If the model fails to load with an out-of-memory error, your system does not have enough RAM for this model size. Try a smaller model instead: ollama run phi4-mini (requires approximately 2.5 GB of RAM) or ollama run qwen3:1.7b (requires approximately 1.5 GB).

Verify GPU Acceleration

While a model is loaded (either in a chat session or within the default 5-minute keep-alive window after your last request), run this command in a separate terminal:

ollama ps

This shows which models are currently loaded, how much memory they are using, and whether they are running on GPU or CPU. The output includes a "Processor" column that indicates where the model is running. You want to see "GPU" or a percentage indicating partial GPU offloading.

If the model is running on CPU when you expect GPU acceleration, check that your GPU drivers are up to date. NVIDIA users need current CUDA drivers. AMD users need ROCm. Apple Silicon Macs use Metal automatically and should always show GPU acceleration. If GPU acceleration is not working, the model still runs correctly on CPU, just at lower speed.

Explore Additional Models

Ollama provides access to hundreds of models. Here are the essential commands for managing your model library:

ollama list shows all models currently downloaded on your system, their sizes, and when they were last modified.

ollama pull llama3.3:8b downloads a model without starting a chat session. Useful for pre-downloading models you plan to use later.

ollama rm modelname:tag deletes a model from your system and frees the disk space.

ollama show modelname:tag displays detailed information about a model, including its parameters, template, and system prompt.

Popular models to try include llama3.3:8b for general purpose use, qwen3-coder:8b for programming, and deepseek-r1:8b for reasoning tasks. Each model has different strengths, so experimenting with several helps you find the right fit for your workflow.

Basic Configuration and Troubleshooting

Ollama works with default settings for most users, but a few configuration options are worth knowing about.

Model storage location: Ollama stores downloaded models in your home directory by default (~/.ollama/models on macOS and Linux, C:\Users\username\.ollama\models on Windows). If your home drive is small, you can change this by setting the OLLAMA_MODELS environment variable to a path on a larger drive before starting Ollama.

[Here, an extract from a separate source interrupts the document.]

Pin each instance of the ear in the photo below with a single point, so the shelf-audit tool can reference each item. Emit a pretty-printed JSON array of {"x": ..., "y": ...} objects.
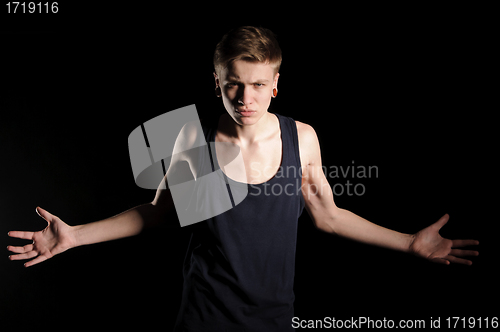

Context window size: The default context window is 8192 tokens. To increase it for longer conversations, set the num_ctx parameter when running a model: ollama run qwen3:8b --num_ctx 16384. Larger context windows use more memory, so increase this only if you need longer conversation history.

Keep-alive time: Ollama keeps models loaded in memory for 5 minutes after the last request by default. You can change this with the OLLAMA_KEEP_ALIVE environment variable. Set it to 0 to unload models immediately, or -1 to keep them loaded indefinitely. To manually unload a model, run ollama stop modelname.

Network access: By default, Ollama only listens on localhost (127.0.0.1). If you want other devices on your network to access your Ollama server (for example, to use Open WebUI from a phone or tablet), set the OLLAMA_HOST environment variable to 0.0.0.0. Be aware that this exposes your Ollama instance to all devices on your local network.

Common issues: If Ollama fails to start, check that no other service is using port 11434. If model downloads fail or stall, check your internet connection and try again. Partial downloads resume automatically. If a model generates garbled output, the download may have been corrupted, so delete it with ollama rm and re-download it.

API usage: Once Ollama is running, it serves an API on port 11434 that other applications can use. This API is compatible with the OpenAI Chat Completions format, meaning tools and scripts built for the OpenAI API often work with Ollama by simply changing the base URL to http://localhost:11434. This compatibility is what allows Open WebUI, IDE extensions, and custom applications to work with your local models seamlessly.

Key Takeaway

Installing Ollama is three steps: download from ollama.com, install, then run ollama run qwen3:8b. The entire process from zero to chatting with a local AI model takes under five minutes on a decent internet connection.